Following Commands: UMSON Studies Military Veterans with PTSD as They Train Service Dogs
By Patricia Fanning
Todd, Laura, Lucy. From the sound of it, the two military veterans could be mentioning relatives or teammates. Yet their tone is more like that of teachers, recalling star pupils or the class clown who later shaped up. Charles, Dewey, Shannon.
All those named are indeed pupils — canine ones. They are service dogs in training, and the classroom is usually a field among farms in Boyds, Md. The students are Golden or Labrador Retrievers that are bred, trained, and placed by Warrior Canine Connection (WCC), a nonprofit organization serving veterans and military families.
The two veterans, both women, bonded with the dogs during research conducted by the University of Maryland School of Nursing (UMSON) in partnership with WCC. The study’s purpose is to understand how canine interaction, motivated by a desire to help other veterans, affects stress in veterans with post-traumatic stress disorder (PTSD).
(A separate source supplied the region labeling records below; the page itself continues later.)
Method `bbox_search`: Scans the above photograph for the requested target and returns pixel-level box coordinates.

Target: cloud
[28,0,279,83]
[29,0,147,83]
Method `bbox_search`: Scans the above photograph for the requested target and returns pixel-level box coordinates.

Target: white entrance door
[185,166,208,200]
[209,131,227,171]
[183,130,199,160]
Principal Investigator Erika Friedmann, PhD, associate dean for research and professor at UMSON, seeks to establish the health impact by measuring physiological and post-traumatic stress symptoms of veterans enrolled in the study as trainers.
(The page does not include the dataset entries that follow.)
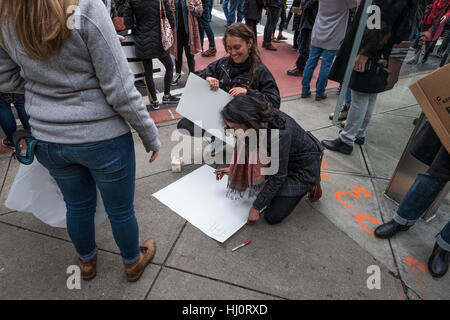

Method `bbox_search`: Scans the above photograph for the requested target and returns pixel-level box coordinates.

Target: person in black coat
[262,0,284,51]
[322,0,417,154]
[123,0,179,109]
[215,95,322,224]
[178,23,281,153]
[244,0,264,42]
[287,0,319,77]
[374,122,450,278]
“A large number of veterans suffer from PTSD. It’s important to develop ways to help them that are complementary to other treatments,” says Friedmann, observing that individuals respond differently. “There are many modalities.”
Friedmann and collaborator Cheryl Krause-Parello, PhD, of Florida Atlantic University, are leaders in the field of anthrozoology, the study of human-animal interactions. They published evidence last year that dog walking affected stress indicators in veterans with PTSD and suggested further inquiry. Previously, in a 1995 study of heart patients, Friedmann found that pet ownership and social support are predictors of survival.
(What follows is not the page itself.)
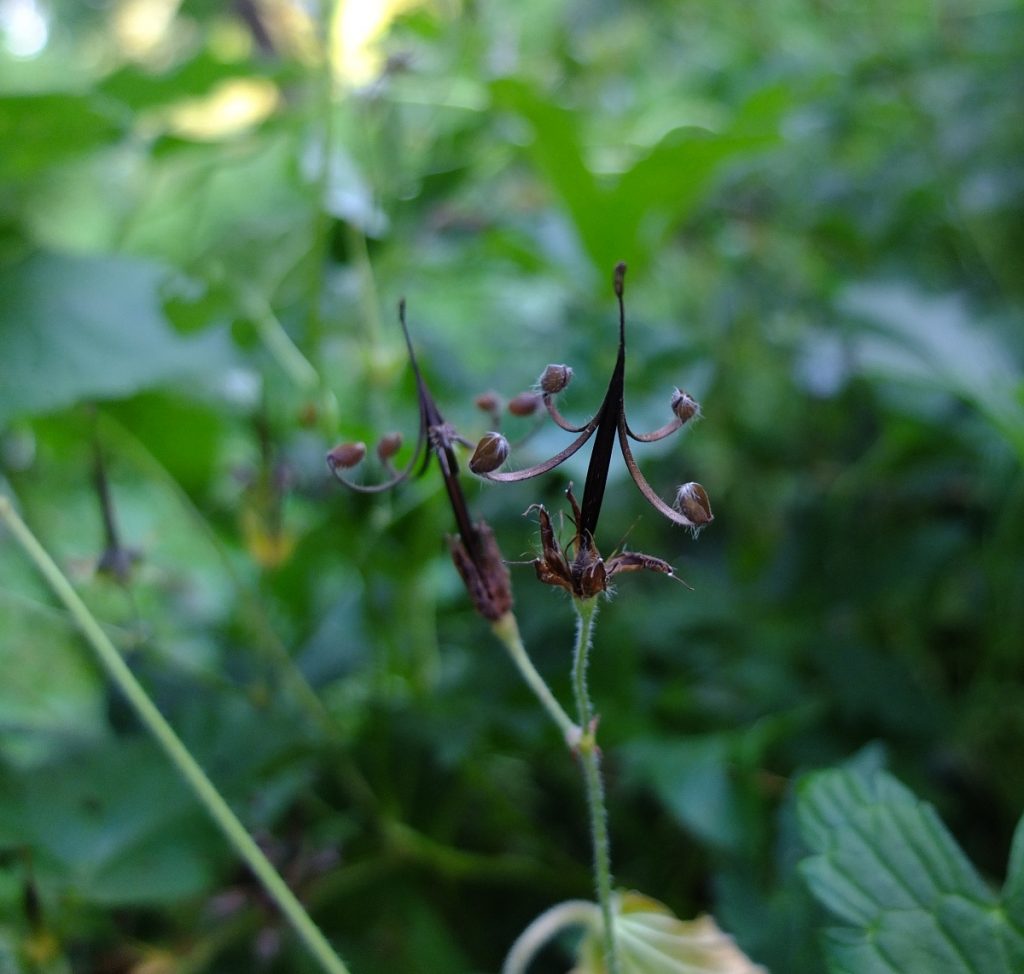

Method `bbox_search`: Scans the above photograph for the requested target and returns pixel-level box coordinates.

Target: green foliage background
[0,0,1024,974]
Friedmann’s latest study, “Evaluating the Efficacy of a Service Dog Training Program for Military Veterans with PTSD,” began in 2019 when UMSON received a $438,787 grant from the Eunice Kennedy Shriver National Institute of Child Health and Human Development.
So far 40 veterans have enrolled out of 60 expected to enter by early next year. Participants are paid for their time, and the research team follows strict COVID-19 pandemic safety protocols.
Eligible veterans are randomly assigned to one of two paths: an eight-week, online education course in service-dog training or eight weeks of hands-on dog training. They are encouraged to continue as volunteers with WCC, whose trainers expertly guide human-canine matchups.
For each group, researchers use surveys and biomarkers to assess impact. The dogs, too, see veterinarians to check well-being.
Veterans wear a device to measure heart rate variability and submit separate saliva samples. One sample gauges cellular aging; the other reveals levels of cortisol, a stress hormone.